La figure de Jean-Baptiste occupe une place très importante dans l'évangile de Jean, mais peu à peu elle diminue, il nous suffit de nous réjouir un temps à sa lumière. A côté de cela saint Jean parle des œuvres du Christ que le Père lui a données : spontanément nous pensons miracles, mais non.. alors, de quoi s'agit-il ? Jean-Marie Martin spécialiste de saint Jean (cf Qui est Jean-Marie Martin ?) nous guide dans cette méditation.[1]   La figure de Jean-Baptiste fait l'objet d'un autre message : La figure de Jean-Baptiste dans l'évangile de Jean.

 

Jn 5, 33-36

 

Jésus en dialogue, James Tissot, XIXe

« 33Vous avez envoyé une délégation auprès de Jean-Baptiste, et il a rendu témoignage à la vérité. 34Moi, je n'ai pas à recevoir le témoignage d'un homme, mais je parle ainsi pour que vous soyez sauvés. 35Jean était la lampe qui brûle et qui éclaire, et vous avez accepté de vous réjouir un moment à sa lumière. 36Mais j'ai pour moi un témoignage plus grand que celui de Jean : ce sont les œuvres que le Père m'a données à accomplir ; ces œuvres, je les fais, et elles témoignent que le Père m'a envoyé. » (Bible de la liturgie)

 

Le contexte du chapitre 5.

Avant d'entrer dans l'espace du texte qui va nous occuper, je le situe dans l'ensemble du chapitre 5 qui est d'une très belle construction.

Versets 1- 9a : le chapitre commence par un bref récit de miracle, la guérison du paralysé à la piscine de Bethesda[2].

Versets 9b-18 : après ce récit s'ouvre un débat avec les Judéens. Nous sommes à Jérusalem, et le débat est occasionné par la remarque du verset 9b : « Or c'était shabbat ce jour-là ». On critique Jésus de ce qu'il guérisse un jour de shabbat. La réponse de Jésus se trouve au verset 17 : « 17Mon père œuvre jusqu'à maintenant, et moi aussi j'œuvre. 18Donc pour cela les Judéens voulaient d'autant plus le tuer que non seulement il détruisait le shabbat mais il disait Dieu son propre père s'égalant lui-même à Dieu. » Donc nous avons un double grief :

  • les versets 19-30 traitent du premier grief : Jésus œuvre un jour de shabbat ;
  • les versets 31 et suivants traitent de l'accusation de ce que Jésus s'égale à Dieu.

La première accusation met en cause l'attitude de Jésus puisque chacun sait qu'on n'œuvre pas le jour du shabbat.

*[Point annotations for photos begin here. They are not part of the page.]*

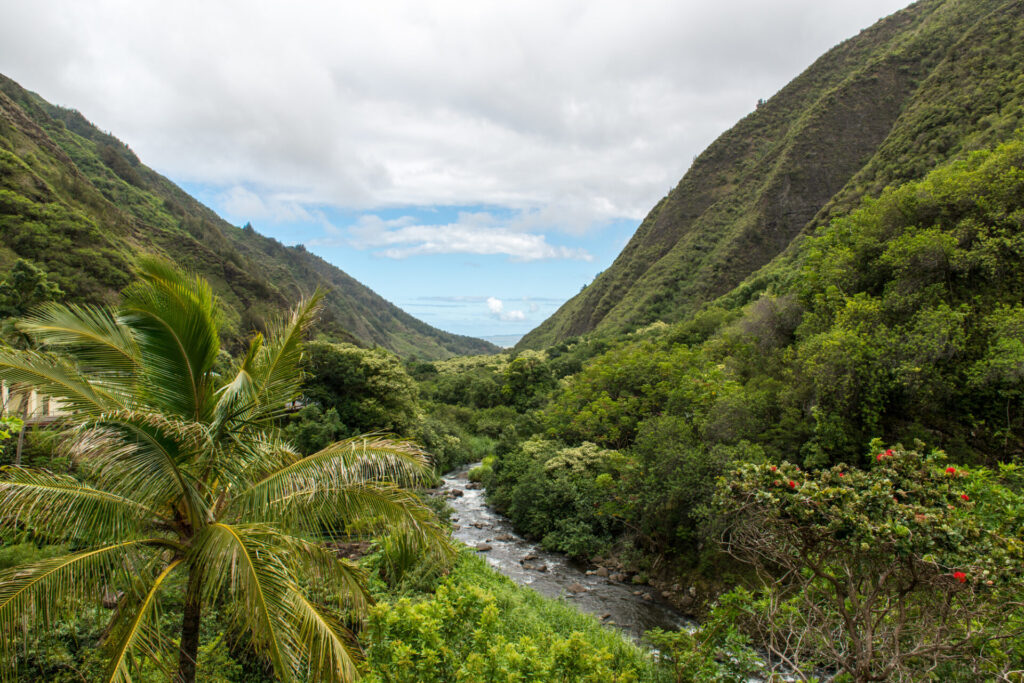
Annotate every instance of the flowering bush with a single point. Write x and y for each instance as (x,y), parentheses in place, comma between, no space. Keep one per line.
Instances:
(884,568)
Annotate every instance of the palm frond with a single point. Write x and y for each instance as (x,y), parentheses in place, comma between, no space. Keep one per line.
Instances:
(355,509)
(38,591)
(174,316)
(58,379)
(139,634)
(275,371)
(350,462)
(344,580)
(330,652)
(142,456)
(58,507)
(98,340)
(246,561)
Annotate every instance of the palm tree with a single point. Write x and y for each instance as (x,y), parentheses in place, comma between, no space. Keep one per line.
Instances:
(183,483)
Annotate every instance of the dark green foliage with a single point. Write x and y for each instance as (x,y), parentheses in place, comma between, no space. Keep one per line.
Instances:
(565,497)
(312,428)
(479,627)
(368,389)
(921,87)
(906,565)
(902,319)
(26,286)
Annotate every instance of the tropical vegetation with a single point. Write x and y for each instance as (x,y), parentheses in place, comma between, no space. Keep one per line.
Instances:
(181,482)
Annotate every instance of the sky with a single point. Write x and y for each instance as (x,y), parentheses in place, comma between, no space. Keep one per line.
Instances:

Une autre chose intervient puisque Jésus dit que le Père œuvre "jusqu'à maintenant", or chacun sait qu'il se repose ce jour-là. En fait, nous avons affaire ici à une lecture de la Genèse, attestée également dans d'autres lieux du judaïsme, dans laquelle Dieu ne se repose pas le jour du Shabbat : il cesse l'œuvre des six jours, mais commence l'œuvre du septième jour, celle de la croissance des semences qu'il a semées dans les six premiers jours. Si bien que nous sommes dans le septième jour, celui où Dieu œuvre pour la croissance des semences. Toute l'histoire de l'humanité est dans le septième jour[3].

Pour ce qui est de la deuxième accusation faite à Jésus (faire de Dieu son propre Père, donc s'égaler à lui), voici l'essentiel de la réponse de Jésus : ce n'est pas moi qui m'égale à Dieu, c'est Dieu qui m'égale à lui. Cette réponse est développée dans les versets 19 et suivants.

 

1) Verset 33.

le témoignage de Jean-Baptiste, Kieffer« 33Vous avez envoyé auprès de Jean une légation – cela fait allusion à un passage du chapitre 1 au sujet de Jean-Baptiste – et il a témoigné au sujet de la vérité ».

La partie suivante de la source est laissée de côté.